Gauss's Law Practice Test

A conducting sphere of radius $R=0.050\ \text{m}$ is in electrostatic equilibrium and has total charge $Q=+1.2\times10^{-8}\ \text{C}$ on its surface. Inside a conductor in electrostatic equilibrium, the electric field is zero everywhere. A student considers a spherical Gaussian surface of radius $r=0.030\ \text{m}$ located entirely within the conducting material. Use $\varepsilon_0=8.85\times10^{-12}\ \text{C}^2/(\text{N}\cdot\text{m}^2)$. Although Gauss’s Law always holds, the enclosed charge for this interior Gaussian surface is $Q_{\text{enc}}=0$, so $\oint \vec{E}\cdot d\vec{A}=0$. Using the situation described, what is the magnitude of the electric field at $r=0.030\ \text{m}$ from the center?

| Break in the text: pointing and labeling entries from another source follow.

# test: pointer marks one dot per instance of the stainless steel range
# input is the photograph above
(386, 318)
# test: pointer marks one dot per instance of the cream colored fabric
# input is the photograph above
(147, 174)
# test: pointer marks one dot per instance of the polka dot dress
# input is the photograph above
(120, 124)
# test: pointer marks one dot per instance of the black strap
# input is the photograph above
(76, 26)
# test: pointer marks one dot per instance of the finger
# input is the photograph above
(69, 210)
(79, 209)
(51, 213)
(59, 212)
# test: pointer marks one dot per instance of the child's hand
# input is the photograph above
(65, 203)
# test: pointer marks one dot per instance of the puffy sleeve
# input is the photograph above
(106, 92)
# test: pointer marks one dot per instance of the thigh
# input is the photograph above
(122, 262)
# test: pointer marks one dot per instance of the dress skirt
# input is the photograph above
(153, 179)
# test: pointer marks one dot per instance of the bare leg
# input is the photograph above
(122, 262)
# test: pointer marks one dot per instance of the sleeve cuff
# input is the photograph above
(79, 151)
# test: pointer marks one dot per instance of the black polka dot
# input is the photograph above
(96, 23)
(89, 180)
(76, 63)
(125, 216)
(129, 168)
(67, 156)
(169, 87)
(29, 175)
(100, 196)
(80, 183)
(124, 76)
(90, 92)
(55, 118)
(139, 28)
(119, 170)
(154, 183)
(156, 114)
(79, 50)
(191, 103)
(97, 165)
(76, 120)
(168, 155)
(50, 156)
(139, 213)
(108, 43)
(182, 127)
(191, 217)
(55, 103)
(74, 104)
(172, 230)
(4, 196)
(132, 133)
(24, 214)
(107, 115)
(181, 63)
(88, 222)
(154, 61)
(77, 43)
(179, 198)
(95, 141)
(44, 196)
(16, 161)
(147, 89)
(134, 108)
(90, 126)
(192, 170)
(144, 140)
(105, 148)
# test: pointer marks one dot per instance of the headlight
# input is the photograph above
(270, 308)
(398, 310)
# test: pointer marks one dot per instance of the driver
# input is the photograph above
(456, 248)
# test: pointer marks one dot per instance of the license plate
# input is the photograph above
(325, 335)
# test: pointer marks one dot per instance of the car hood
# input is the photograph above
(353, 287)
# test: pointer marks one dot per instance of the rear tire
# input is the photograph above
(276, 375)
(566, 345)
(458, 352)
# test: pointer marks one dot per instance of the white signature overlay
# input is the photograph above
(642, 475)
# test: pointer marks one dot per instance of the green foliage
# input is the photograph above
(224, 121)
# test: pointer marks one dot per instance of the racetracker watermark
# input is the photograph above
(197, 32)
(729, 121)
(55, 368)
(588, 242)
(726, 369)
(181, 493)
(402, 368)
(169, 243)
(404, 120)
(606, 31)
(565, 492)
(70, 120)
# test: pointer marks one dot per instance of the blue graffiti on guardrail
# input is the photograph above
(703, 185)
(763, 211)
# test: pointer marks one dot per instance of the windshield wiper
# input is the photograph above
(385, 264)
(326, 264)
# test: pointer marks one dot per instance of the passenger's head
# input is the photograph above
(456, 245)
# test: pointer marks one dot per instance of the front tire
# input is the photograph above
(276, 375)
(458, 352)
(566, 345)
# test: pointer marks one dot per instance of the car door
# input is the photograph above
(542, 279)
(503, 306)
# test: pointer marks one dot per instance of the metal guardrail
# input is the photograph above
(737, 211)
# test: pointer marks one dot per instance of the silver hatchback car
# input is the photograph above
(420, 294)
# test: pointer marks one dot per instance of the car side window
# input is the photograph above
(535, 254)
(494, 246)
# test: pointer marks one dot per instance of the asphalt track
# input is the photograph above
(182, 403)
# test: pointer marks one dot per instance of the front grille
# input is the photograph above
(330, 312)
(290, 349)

A conducting sphere of radius $R=0.10\ \text{m}$ is isolated and placed in electrostatic equilibrium. It carries a total charge $Q=+6.0\times10^{-9}\ \text{C}$ uniformly distributed on its surface. Outside the conductor, the field is spherically symmetric, and a spherical Gaussian surface of radius $r>R$ encloses all the charge. Use $\varepsilon_0=8.85\times10^{-12}\ \text{C}^2/(\text{N}\cdot\text{m}^2)$. Applying Gauss’s Law, $$\oint \vec{E}\cdot d\vec{A}=E(4\pi r^2)=\frac{Q}{\varepsilon_0}.$$ Using the situation described, determine the electric field at a point $r=0.30\ \text{m}$ from the sphere’s center.